Les mesures de rentrée 2026 concernant les ATSS, actées positivement par la FSU, restent malgré tout largement insuffisantes pour couvrir les besoins, et ne doivent pas faire oublier les difficultés de terrain comme le manque de matériel ( pc, tél …), l’application « LIEN » dont les remontées chiffrées ne reflètent pas notre travail en privilégiant peu d’items. Elles ne doivent pas non plus masquer (ou justifier) les velléités d’entraver l’émancipation et l’expertise des infirmières par une structuration rampante en service, sous une tutelle médicale qui ne se justifie pas et dont le Ministre nous a assurées ne pas vouloir. Nous rappelons que les textes de 2015 sur la politique éducative sociale et de santé sont toujours en cours et doivent être appliquée sans réécriture, comme certains départements l’envisagent pourtant.
Ce sont autant de points qui dégradent la réponse aux besoins croissants des élèves mais aussi les conditions de travail des infirmières et réduisent in fine l’attractivité de cette profession pourtant essentielle.
Tous ces choix entraîneront un maintien des inégalités scolaires dont les enfants des classes populaires paieront comme toujours le plus lourd tribu.

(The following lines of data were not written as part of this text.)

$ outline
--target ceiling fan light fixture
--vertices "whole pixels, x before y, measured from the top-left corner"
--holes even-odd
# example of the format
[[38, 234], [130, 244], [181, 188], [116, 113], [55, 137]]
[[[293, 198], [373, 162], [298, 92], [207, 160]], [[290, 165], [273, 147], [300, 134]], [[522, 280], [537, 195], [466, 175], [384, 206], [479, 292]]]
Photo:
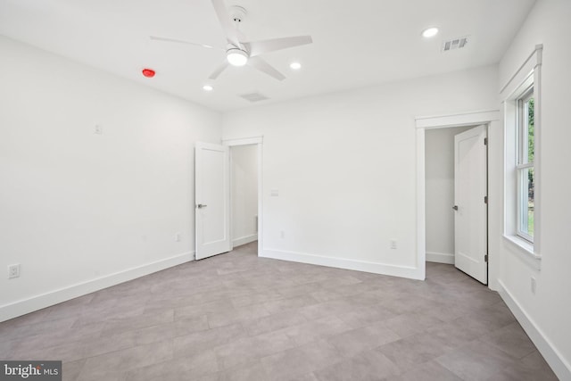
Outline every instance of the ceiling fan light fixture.
[[434, 37], [437, 34], [438, 34], [438, 28], [436, 27], [426, 28], [422, 31], [422, 37], [425, 38]]
[[244, 66], [248, 62], [248, 54], [242, 49], [232, 48], [226, 52], [226, 58], [232, 66]]
[[299, 70], [302, 69], [302, 64], [300, 62], [294, 62], [289, 64], [289, 67], [294, 70]]

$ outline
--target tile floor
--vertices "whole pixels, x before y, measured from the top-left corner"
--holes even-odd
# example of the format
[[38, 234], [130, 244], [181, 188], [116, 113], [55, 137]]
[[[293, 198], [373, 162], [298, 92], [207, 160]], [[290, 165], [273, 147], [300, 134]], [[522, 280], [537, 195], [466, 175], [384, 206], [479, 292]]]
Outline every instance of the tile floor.
[[250, 244], [0, 323], [64, 380], [556, 380], [498, 294], [258, 258]]

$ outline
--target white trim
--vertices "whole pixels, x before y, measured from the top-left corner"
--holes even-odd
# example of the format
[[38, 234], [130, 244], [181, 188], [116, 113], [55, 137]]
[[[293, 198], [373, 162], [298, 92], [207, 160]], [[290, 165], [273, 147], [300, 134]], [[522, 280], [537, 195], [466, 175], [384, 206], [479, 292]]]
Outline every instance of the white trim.
[[261, 145], [263, 143], [264, 137], [241, 137], [237, 139], [224, 139], [222, 145], [230, 147], [234, 145]]
[[[460, 126], [477, 126], [480, 124], [488, 125], [489, 128], [492, 122], [499, 121], [501, 119], [499, 110], [486, 110], [480, 112], [471, 112], [465, 113], [456, 113], [450, 115], [438, 115], [432, 117], [417, 117], [415, 118], [417, 128], [417, 266], [423, 271], [426, 270], [425, 261], [426, 259], [426, 189], [425, 189], [425, 130], [430, 128], [445, 128]], [[490, 232], [488, 231], [488, 235]], [[488, 287], [495, 284], [492, 277], [497, 271], [492, 269], [492, 253], [489, 252], [488, 261]]]
[[426, 252], [426, 261], [453, 265], [454, 254], [451, 254], [450, 253]]
[[[222, 144], [230, 147], [235, 145], [256, 145], [258, 146], [258, 253], [261, 253], [263, 247], [263, 135], [251, 137], [239, 137], [235, 139], [222, 139]], [[230, 155], [231, 156], [231, 155]], [[230, 166], [232, 168], [232, 166]], [[232, 175], [230, 173], [230, 178]], [[232, 224], [230, 224], [231, 226]]]
[[426, 277], [426, 178], [425, 173], [425, 130], [417, 130], [417, 267]]
[[243, 244], [250, 244], [258, 239], [257, 234], [252, 234], [250, 236], [241, 236], [232, 240], [232, 247], [242, 246]]
[[517, 258], [522, 260], [532, 269], [540, 271], [542, 269], [542, 256], [534, 253], [534, 244], [517, 236], [503, 235], [504, 242], [508, 243], [512, 250], [516, 252]]
[[485, 110], [450, 115], [419, 116], [415, 118], [417, 128], [442, 128], [490, 123], [500, 120], [499, 110]]
[[183, 253], [170, 258], [146, 263], [141, 266], [109, 274], [86, 282], [71, 285], [67, 287], [53, 290], [39, 295], [32, 296], [9, 304], [0, 306], [0, 321], [8, 320], [62, 302], [83, 296], [120, 283], [136, 279], [153, 272], [161, 271], [194, 259], [194, 252]]
[[306, 253], [287, 252], [277, 249], [265, 249], [259, 252], [258, 255], [263, 258], [273, 258], [275, 260], [289, 261], [293, 262], [309, 263], [312, 265], [370, 272], [374, 274], [390, 275], [393, 277], [408, 277], [410, 279], [425, 279], [425, 266], [418, 268], [395, 266], [385, 263], [356, 261], [347, 258], [327, 257], [309, 254]]
[[498, 284], [500, 285], [500, 296], [501, 296], [501, 299], [508, 305], [511, 313], [514, 314], [547, 363], [551, 367], [555, 375], [561, 380], [571, 380], [571, 365], [565, 360], [551, 341], [545, 336], [534, 319], [521, 307], [509, 290], [506, 288], [501, 280], [499, 280]]
[[543, 54], [543, 46], [536, 45], [534, 51], [525, 59], [524, 63], [519, 66], [514, 75], [511, 76], [508, 82], [501, 87], [500, 94], [501, 98], [506, 100], [511, 97], [519, 87], [525, 81], [534, 70], [542, 64]]
[[[511, 242], [513, 247], [517, 250], [518, 253], [523, 253], [524, 261], [532, 264], [532, 267], [536, 269], [540, 269], [541, 267], [541, 254], [542, 254], [542, 75], [541, 67], [542, 62], [543, 46], [536, 45], [534, 51], [527, 57], [527, 59], [521, 64], [514, 75], [508, 80], [501, 90], [501, 102], [503, 104], [503, 123], [504, 123], [504, 169], [503, 169], [503, 182], [504, 182], [504, 205], [503, 205], [503, 234], [508, 242]], [[517, 105], [515, 101], [517, 98], [524, 93], [530, 86], [534, 86], [534, 95], [535, 99], [535, 111], [534, 111], [534, 137], [535, 141], [535, 153], [534, 157], [534, 169], [535, 176], [534, 184], [534, 245], [533, 245], [533, 257], [529, 256], [526, 247], [522, 247], [517, 242], [511, 239], [512, 235], [515, 235], [518, 230], [517, 226], [514, 226], [511, 219], [513, 219], [513, 213], [517, 213], [517, 211], [511, 211], [513, 206], [510, 206], [510, 201], [513, 200], [512, 192], [517, 189], [517, 186], [514, 181], [515, 178], [507, 176], [508, 171], [515, 170], [517, 163], [514, 161], [514, 157], [509, 153], [509, 145], [510, 141], [513, 141], [512, 129], [516, 128], [516, 120], [514, 119], [513, 112], [517, 112]], [[518, 208], [518, 205], [517, 206]], [[518, 225], [518, 219], [517, 225]], [[520, 246], [520, 247], [517, 247]], [[530, 261], [532, 259], [532, 261]]]

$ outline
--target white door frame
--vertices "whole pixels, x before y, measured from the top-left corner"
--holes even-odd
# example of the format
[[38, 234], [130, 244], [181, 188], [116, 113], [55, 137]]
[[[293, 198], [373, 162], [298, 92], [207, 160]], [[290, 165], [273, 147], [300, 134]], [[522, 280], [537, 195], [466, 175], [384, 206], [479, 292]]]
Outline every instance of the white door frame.
[[[425, 131], [433, 128], [447, 128], [452, 127], [476, 126], [500, 120], [500, 111], [490, 110], [452, 115], [425, 116], [415, 118], [417, 128], [417, 261], [418, 269], [422, 269], [422, 278], [426, 277], [426, 178], [425, 178]], [[488, 274], [491, 279], [495, 261], [489, 256]], [[488, 286], [492, 282], [488, 282]]]
[[[226, 139], [222, 140], [223, 145], [228, 145], [229, 147], [233, 147], [236, 145], [256, 145], [258, 147], [258, 255], [261, 253], [263, 244], [263, 176], [262, 176], [262, 156], [263, 156], [263, 136], [260, 137], [244, 137], [238, 139]], [[230, 178], [232, 178], [232, 168], [230, 167]], [[230, 195], [232, 197], [232, 195]], [[234, 201], [230, 200], [230, 205]], [[230, 235], [232, 235], [232, 219], [234, 216], [232, 215], [232, 208], [230, 208]], [[230, 242], [232, 240], [230, 239]]]

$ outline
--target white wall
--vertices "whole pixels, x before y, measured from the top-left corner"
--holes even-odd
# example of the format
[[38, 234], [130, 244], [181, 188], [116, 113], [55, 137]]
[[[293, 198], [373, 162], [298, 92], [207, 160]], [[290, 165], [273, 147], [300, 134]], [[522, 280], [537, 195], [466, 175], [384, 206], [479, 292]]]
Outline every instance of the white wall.
[[230, 147], [232, 157], [232, 242], [239, 246], [258, 239], [258, 146]]
[[0, 321], [190, 260], [194, 142], [220, 141], [220, 114], [5, 37], [0, 51], [0, 269], [21, 266], [0, 277]]
[[425, 135], [426, 261], [454, 263], [454, 136], [471, 127]]
[[496, 74], [485, 67], [225, 114], [224, 138], [264, 137], [261, 254], [424, 278], [414, 118], [497, 109]]
[[[503, 87], [543, 44], [541, 90], [541, 270], [501, 241], [502, 295], [560, 379], [571, 379], [571, 2], [539, 0], [500, 64]], [[537, 145], [536, 145], [537, 146]], [[537, 280], [531, 293], [531, 277]]]

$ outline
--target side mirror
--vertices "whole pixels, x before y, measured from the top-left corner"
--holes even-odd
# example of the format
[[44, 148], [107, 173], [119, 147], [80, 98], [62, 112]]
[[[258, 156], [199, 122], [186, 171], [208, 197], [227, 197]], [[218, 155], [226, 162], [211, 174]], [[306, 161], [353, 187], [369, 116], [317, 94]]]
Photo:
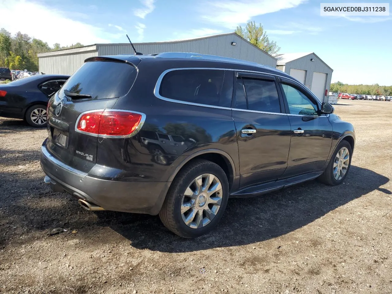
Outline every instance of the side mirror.
[[326, 102], [323, 102], [321, 105], [321, 112], [322, 113], [329, 114], [330, 113], [333, 113], [334, 110], [333, 106], [329, 103], [327, 103]]

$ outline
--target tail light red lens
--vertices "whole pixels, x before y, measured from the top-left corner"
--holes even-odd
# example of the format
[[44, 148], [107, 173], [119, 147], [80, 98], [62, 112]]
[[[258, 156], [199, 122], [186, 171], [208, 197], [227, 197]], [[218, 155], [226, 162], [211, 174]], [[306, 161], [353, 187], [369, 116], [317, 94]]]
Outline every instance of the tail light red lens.
[[97, 110], [82, 113], [76, 131], [93, 136], [121, 138], [132, 134], [141, 126], [144, 114], [125, 111]]
[[78, 121], [76, 128], [82, 132], [98, 135], [101, 116], [103, 111], [90, 111], [82, 114]]

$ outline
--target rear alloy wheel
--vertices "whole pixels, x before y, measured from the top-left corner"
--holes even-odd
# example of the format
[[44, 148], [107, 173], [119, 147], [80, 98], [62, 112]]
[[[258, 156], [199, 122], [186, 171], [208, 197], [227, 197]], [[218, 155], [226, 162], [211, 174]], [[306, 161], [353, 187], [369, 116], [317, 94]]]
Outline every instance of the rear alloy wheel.
[[25, 118], [29, 125], [34, 127], [46, 126], [46, 107], [43, 105], [33, 105], [27, 110]]
[[193, 161], [176, 176], [159, 216], [175, 234], [194, 238], [216, 225], [228, 196], [227, 178], [220, 167], [204, 160]]
[[341, 184], [347, 176], [351, 165], [351, 146], [343, 140], [335, 149], [325, 171], [318, 179], [331, 186]]

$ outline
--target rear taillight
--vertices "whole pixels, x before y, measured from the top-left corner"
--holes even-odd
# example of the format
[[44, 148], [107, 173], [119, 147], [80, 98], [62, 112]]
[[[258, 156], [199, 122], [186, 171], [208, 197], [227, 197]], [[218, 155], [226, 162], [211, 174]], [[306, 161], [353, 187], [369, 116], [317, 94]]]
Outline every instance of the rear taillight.
[[135, 134], [145, 118], [143, 113], [125, 110], [91, 111], [79, 116], [75, 130], [96, 136], [124, 138]]

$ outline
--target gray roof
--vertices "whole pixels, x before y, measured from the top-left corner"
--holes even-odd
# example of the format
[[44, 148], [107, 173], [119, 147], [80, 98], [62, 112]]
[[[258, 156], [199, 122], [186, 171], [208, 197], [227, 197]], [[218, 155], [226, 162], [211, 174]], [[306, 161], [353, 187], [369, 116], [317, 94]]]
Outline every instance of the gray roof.
[[302, 57], [307, 56], [307, 55], [310, 55], [310, 54], [313, 54], [316, 57], [317, 57], [318, 59], [320, 60], [321, 62], [325, 65], [328, 68], [330, 69], [331, 71], [333, 71], [331, 67], [325, 63], [323, 60], [318, 57], [317, 55], [314, 52], [307, 52], [306, 53], [283, 53], [283, 54], [279, 54], [278, 56], [277, 56], [277, 58], [278, 58], [278, 62], [276, 63], [277, 65], [285, 65], [286, 64], [287, 62], [289, 62], [293, 60], [295, 60], [297, 59], [299, 59], [300, 58], [302, 58]]

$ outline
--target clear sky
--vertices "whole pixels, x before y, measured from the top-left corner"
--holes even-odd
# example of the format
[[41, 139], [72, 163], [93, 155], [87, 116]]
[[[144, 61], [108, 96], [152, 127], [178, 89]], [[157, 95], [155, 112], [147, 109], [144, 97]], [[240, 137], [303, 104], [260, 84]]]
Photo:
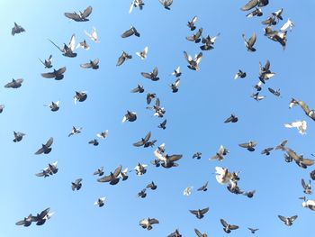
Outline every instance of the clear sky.
[[[302, 169], [294, 163], [285, 163], [283, 151], [272, 151], [269, 157], [260, 151], [274, 147], [283, 140], [297, 153], [311, 158], [314, 153], [314, 122], [299, 107], [289, 109], [292, 97], [305, 101], [315, 108], [313, 96], [313, 9], [315, 1], [270, 1], [263, 8], [262, 17], [246, 18], [239, 8], [243, 1], [231, 0], [174, 0], [167, 11], [158, 0], [145, 0], [142, 11], [133, 9], [129, 14], [131, 0], [1, 0], [0, 15], [1, 86], [0, 105], [5, 108], [0, 114], [1, 161], [0, 180], [0, 236], [166, 236], [178, 228], [183, 236], [194, 236], [197, 228], [209, 236], [223, 236], [220, 219], [239, 225], [230, 233], [246, 236], [248, 227], [260, 230], [257, 236], [314, 236], [314, 213], [302, 206], [303, 196], [301, 178], [309, 180], [313, 167]], [[76, 23], [64, 16], [66, 12], [83, 11], [93, 7], [90, 21]], [[261, 22], [284, 8], [284, 21], [288, 18], [295, 26], [287, 34], [287, 46], [264, 36]], [[203, 35], [220, 33], [214, 50], [203, 51], [200, 70], [190, 70], [183, 51], [194, 55], [200, 44], [186, 41], [192, 34], [186, 23], [198, 16], [196, 27], [203, 28]], [[21, 24], [25, 32], [11, 35], [14, 23]], [[121, 38], [121, 34], [134, 25], [140, 37]], [[96, 28], [100, 43], [87, 39], [85, 31]], [[244, 46], [242, 33], [248, 38], [257, 35], [256, 52]], [[86, 39], [91, 49], [76, 50], [77, 57], [65, 58], [48, 39], [58, 45], [68, 43], [75, 33], [76, 42]], [[148, 58], [141, 60], [136, 51], [148, 47]], [[117, 59], [125, 50], [132, 59], [116, 67]], [[66, 66], [63, 80], [43, 78], [45, 69], [38, 58], [53, 55], [53, 68]], [[98, 70], [84, 69], [80, 64], [100, 59]], [[250, 97], [253, 86], [258, 81], [258, 63], [271, 62], [275, 76], [271, 78], [256, 102]], [[144, 78], [140, 72], [149, 72], [158, 67], [159, 81]], [[169, 84], [176, 78], [170, 74], [181, 67], [181, 85], [176, 94]], [[244, 79], [234, 80], [242, 69]], [[12, 78], [22, 77], [17, 89], [4, 88]], [[130, 90], [142, 84], [143, 94]], [[275, 97], [267, 87], [280, 88], [282, 97]], [[74, 105], [76, 90], [87, 91], [87, 99]], [[156, 93], [166, 109], [165, 131], [158, 128], [163, 121], [146, 109], [146, 94]], [[59, 111], [53, 113], [43, 105], [60, 101]], [[126, 110], [134, 111], [134, 123], [122, 123]], [[235, 114], [236, 123], [223, 121]], [[306, 120], [307, 134], [284, 123]], [[82, 127], [78, 135], [68, 137], [72, 126]], [[109, 130], [108, 138], [100, 140], [97, 147], [88, 144], [95, 134]], [[21, 142], [13, 142], [13, 132], [26, 135]], [[149, 164], [154, 159], [154, 148], [132, 146], [148, 132], [157, 145], [166, 143], [168, 154], [183, 154], [179, 166], [166, 169], [148, 167], [142, 177], [130, 173], [127, 181], [116, 186], [96, 182], [93, 172], [104, 166], [109, 174], [120, 164], [132, 169], [138, 162]], [[49, 155], [34, 155], [41, 143], [54, 138]], [[238, 144], [254, 140], [256, 150], [249, 152]], [[230, 153], [220, 161], [210, 161], [220, 145]], [[156, 147], [157, 147], [156, 145]], [[193, 160], [201, 151], [202, 159]], [[34, 174], [49, 163], [58, 160], [58, 172], [43, 178]], [[251, 199], [230, 193], [215, 180], [215, 167], [241, 171], [239, 187], [243, 190], [256, 189]], [[71, 182], [83, 178], [79, 191], [71, 190]], [[148, 190], [146, 198], [137, 193], [154, 181], [155, 191]], [[207, 192], [196, 189], [209, 181]], [[190, 196], [183, 190], [193, 186]], [[104, 207], [94, 205], [100, 196], [106, 196]], [[315, 199], [314, 195], [309, 199]], [[210, 207], [202, 220], [188, 210]], [[44, 225], [17, 226], [15, 223], [29, 214], [50, 207], [54, 215]], [[278, 214], [298, 219], [291, 227], [285, 226]], [[139, 221], [154, 217], [160, 223], [148, 232]]]

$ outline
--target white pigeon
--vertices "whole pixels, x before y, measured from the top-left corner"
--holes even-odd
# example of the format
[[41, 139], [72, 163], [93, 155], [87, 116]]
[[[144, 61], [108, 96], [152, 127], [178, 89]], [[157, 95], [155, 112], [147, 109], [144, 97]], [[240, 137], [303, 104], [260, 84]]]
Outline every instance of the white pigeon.
[[184, 189], [183, 195], [184, 196], [190, 196], [192, 194], [192, 189], [194, 187], [187, 187], [186, 188]]
[[306, 131], [307, 123], [305, 120], [284, 123], [284, 126], [286, 128], [297, 128], [299, 130], [299, 133], [301, 133], [302, 135], [306, 134], [305, 131]]
[[91, 41], [94, 41], [94, 42], [100, 42], [97, 38], [96, 29], [94, 27], [92, 28], [91, 34], [85, 31], [85, 33], [90, 38]]
[[148, 46], [146, 46], [146, 48], [144, 48], [143, 51], [139, 51], [136, 52], [136, 54], [141, 58], [141, 59], [147, 59], [147, 54], [148, 54]]
[[290, 32], [292, 31], [292, 28], [294, 26], [292, 21], [291, 21], [290, 19], [288, 19], [288, 21], [284, 23], [284, 25], [280, 28], [280, 31], [282, 32], [286, 32], [288, 31], [288, 29], [290, 30]]

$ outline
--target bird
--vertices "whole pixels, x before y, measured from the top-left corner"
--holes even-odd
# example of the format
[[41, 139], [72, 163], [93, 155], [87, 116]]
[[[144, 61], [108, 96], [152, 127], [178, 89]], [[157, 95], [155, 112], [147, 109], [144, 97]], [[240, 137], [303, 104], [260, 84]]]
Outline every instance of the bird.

Enfants de milieux populaires que le gouvernement tentera de perfidement happer dans des dispositifs qui favorisent la militarisation de la jeunesse en leur faisant miroiter des formations militarisées, des points parcoursup, des crédits ECTS… Ce sont les personnels qui comme toujours vont tenir tous les bouts d’un fil maintenant bien tendu. Compter uniquement sur cet engagement pour que vive l’École publique laïque serait d’un cynisme irresponsable. La FSU de l’académie de Nantes refuse ce démantèlement larvé du service public d’éducation.
Enfin, alors que l’année scolaire termine son 2ème trimestre, nous ne comprenons toujours pas pourquoi les représentant·es des personnels du premier degré n’ont toujours pas de liste des personnels comportant leur fonction ainsi que le stipule le bulletin officiel du 31 octobre 2024. Nous vous demandons de les recevoir sans délai.